Understanding underlying ETF assets critical

ETF assets

Retail investors have been urged to learn about the true nature of underlying assets or indices of a particular ETF before making a portfolio allocation.

A senior executive of a research house has warned individuals looking to invest in exchange-traded funds (ETF) to get a proper understanding of the underlying assets of the offering to ensure they are making a portfolio allocation to the asset class intended.

Zenith Investment Partners head of real assets and listed strategies Dugald Higgins noted the risk associated with ETF investing is greater than most people think as the majority of these funds trading on the market are not mirroring conventional indices.

“Just about 90 per cent of the ETFs on the ASX (Australian Securities Exchange) at the moment, that aren’t those core index funds, are pursuing extremely niche strategies a lot of the time. Now that sort of stuff is fine if you know what you’re dealing with,” Higgins said.

“But we know that inevitably that these strategies are more volatile, they have greater drawdown [and] they have greater dispersions of returns.

“Given the very big push that we’ve seen over the last few years, where a lot more retail investors are taking investing into their own hands for the first time, this sort of stuff can be dangerous.”

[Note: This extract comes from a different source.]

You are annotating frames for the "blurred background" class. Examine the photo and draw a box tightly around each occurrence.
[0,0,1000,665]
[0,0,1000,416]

He noted his point had been clearly illustrated by market commentary he had recently read.

“I saw a report earlier this week and it was very much a mechanical piece saying ‘here [are] the best-performing cash ETFs this year’ and ‘the best-performing cash ETF is one that generated 26 per cent [return]’. That was because it leveraged currency ETF,” he shared.

“But to call that cash is just ridiculous.”

According to Higgins, the report highlights the real danger as retail investors, who read the same commentary, would think they can invest in a cash ETF and achieve a 26 per cent return annually.

Further, he suggested more significant action was required than just having investors improve their knowledge about these products if the situation is to be addressed properly.

“I think it’s probably an area that regulators need to keep a watch on a little bit because it’s a classic case of a lot of these ETFs [being deceptive because] the label on the tin does not match what’s underneath,” he said.